Tension Between the Visual and the Verbal

Here is my Major Project, which explores the changing relationship between text and image from the medieval to the digital age.


The relationship between the visual and textual elements used in representation has changed in the time from the scribal culture of the Middle Ages through to the digital age, as new technology and changing sociocultural conditions have altered the balance between the image and the word.

Prior to the invention of the movable type printing press in the 15th century, scribes and copyists wrote manuscripts where the words and images were directly integrated, flowing from the same hand and pen and serving the same narrative goals. As Edward Tufte observed, “the words followed the images and the images followed the words” (2006, p. 90). However, the printing press separated the visual from the verbal (even in their physical production), leading eventually to a situation where the picture became subservient to the word.

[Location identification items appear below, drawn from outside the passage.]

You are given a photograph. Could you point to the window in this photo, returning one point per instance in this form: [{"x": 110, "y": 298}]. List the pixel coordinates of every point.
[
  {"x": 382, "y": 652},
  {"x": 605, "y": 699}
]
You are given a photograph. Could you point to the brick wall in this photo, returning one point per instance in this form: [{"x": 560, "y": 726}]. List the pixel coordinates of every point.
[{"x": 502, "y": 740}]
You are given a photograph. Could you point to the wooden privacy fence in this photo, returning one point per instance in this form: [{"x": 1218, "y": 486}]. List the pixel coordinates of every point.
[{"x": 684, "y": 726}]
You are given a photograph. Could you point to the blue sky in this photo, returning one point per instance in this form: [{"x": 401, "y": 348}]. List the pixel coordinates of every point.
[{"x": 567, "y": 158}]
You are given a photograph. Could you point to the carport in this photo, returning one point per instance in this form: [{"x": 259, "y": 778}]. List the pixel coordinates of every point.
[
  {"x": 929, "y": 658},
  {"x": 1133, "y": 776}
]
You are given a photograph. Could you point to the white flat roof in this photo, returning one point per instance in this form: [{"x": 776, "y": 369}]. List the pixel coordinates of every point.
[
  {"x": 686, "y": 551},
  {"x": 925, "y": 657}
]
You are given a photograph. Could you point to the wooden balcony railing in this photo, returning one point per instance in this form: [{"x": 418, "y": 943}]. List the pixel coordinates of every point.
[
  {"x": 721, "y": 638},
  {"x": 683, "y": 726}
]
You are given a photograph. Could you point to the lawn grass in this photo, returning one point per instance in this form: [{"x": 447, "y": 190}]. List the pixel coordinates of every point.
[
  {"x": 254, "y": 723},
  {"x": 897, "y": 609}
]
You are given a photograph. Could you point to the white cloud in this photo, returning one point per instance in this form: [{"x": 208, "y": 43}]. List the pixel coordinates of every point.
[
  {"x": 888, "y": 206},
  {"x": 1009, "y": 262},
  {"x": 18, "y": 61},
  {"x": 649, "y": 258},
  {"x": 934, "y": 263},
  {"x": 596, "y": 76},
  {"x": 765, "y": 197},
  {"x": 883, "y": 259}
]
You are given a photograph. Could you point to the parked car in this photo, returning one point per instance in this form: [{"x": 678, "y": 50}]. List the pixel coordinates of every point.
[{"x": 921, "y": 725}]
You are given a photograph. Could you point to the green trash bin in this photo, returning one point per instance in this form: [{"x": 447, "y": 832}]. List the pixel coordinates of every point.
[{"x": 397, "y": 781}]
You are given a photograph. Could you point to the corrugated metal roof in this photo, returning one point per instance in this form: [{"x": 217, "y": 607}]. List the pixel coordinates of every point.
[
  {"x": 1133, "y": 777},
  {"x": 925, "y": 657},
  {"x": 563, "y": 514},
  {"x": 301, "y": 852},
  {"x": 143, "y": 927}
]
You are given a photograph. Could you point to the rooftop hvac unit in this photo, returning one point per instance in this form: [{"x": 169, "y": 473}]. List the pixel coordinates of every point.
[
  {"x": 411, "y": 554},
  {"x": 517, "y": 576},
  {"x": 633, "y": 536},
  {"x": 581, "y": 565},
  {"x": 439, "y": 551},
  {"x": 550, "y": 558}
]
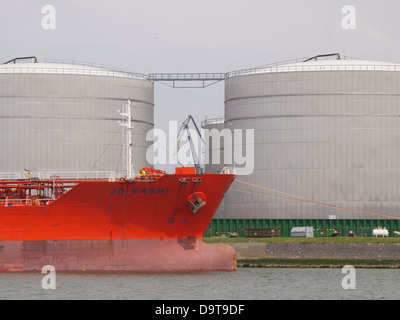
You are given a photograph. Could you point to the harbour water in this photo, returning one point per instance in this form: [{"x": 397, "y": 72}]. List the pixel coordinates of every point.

Throughout the age of print culture, now seemingly in its waning days, text has fought off challenges from visual modes such as photography and film; however the emergence of computer technology has led to what J.D. Bolter has described as the “break out of the visual” (2001. p. 47), where the image has reasserted itself on the computer screen and now competes for control with text.

This competition presents challenges for designers and educators who must reconsider the roles of the author and audience – formed during the age of print culture – while they create digital content; as Gunther Kress noted, the “digital age brings with it a profound change in the relationship between authors, readers and knowledge” (2005, p.10). Additionally, text and visual modes offer different affordances, and content creators, no longer contending with technological constraints, now face an array of design decisions that did not exist in the age of print.

In this paper, I will analyze the historical relationship between the visual and the verbal, and how this relationship has served the construction of knowledge in the reader. I will discuss the implications of the current destabilized digital landscape where text no longer holds sway while also raising the question of how literacy may be defined in the digital age.


Astrological signs and the human body: 14th century manuscript

Astrological signs and the human body: 14th century manuscript

Text and image tended to be unified in representation during the Middle Ages in Europe, with hand produced manuscripts integrating words and pictures together in designs that were inherently multimodal, in part to make sense to a largely illiterate population.

With each manuscript drawn by hand, skilled scribes would create pages that seamlessly wove text and images together producing a unified visual-verbal display that was as much a picture as it was a written work.




Manutius from   

Manutius from Hypnerotomachia Poliphi from the 15th century


Early printing methods also maintained a unity between visual and verbal elements as printing remediated the medium of manuscripts. Text and images were physically created and cut together in a woodblock (in relief in reverse mirror image) and printed as one unit resulting in, as Edward Tufte observed, in his description of the Hypnerotomachia Poliphi (a famous woodcut print published in 1499), a “harmonious whole combining type and woodcut illustrations”. (2006, p. 88).      And, while only 6% of this book is image, the text itself acts as a visual element. (Tufte, 2006).

Tufte argues that, as printing techniques began to segregate the production of images and text, the relationship between the two elements began to change. This can be seen in a number of publications  in the 16th and 17th centuries as technologies evolved.


Galileo's "The Starry Messenger" from 1610.


Galileo’s “The Starry Messenger” published in 1610 used copper engravings to create images and embed them in the text, producing a beautifully integrated book; however the cost and complexity of the embedding process made it prohibitive for many publishers, who preferred to separate the pictures from the text.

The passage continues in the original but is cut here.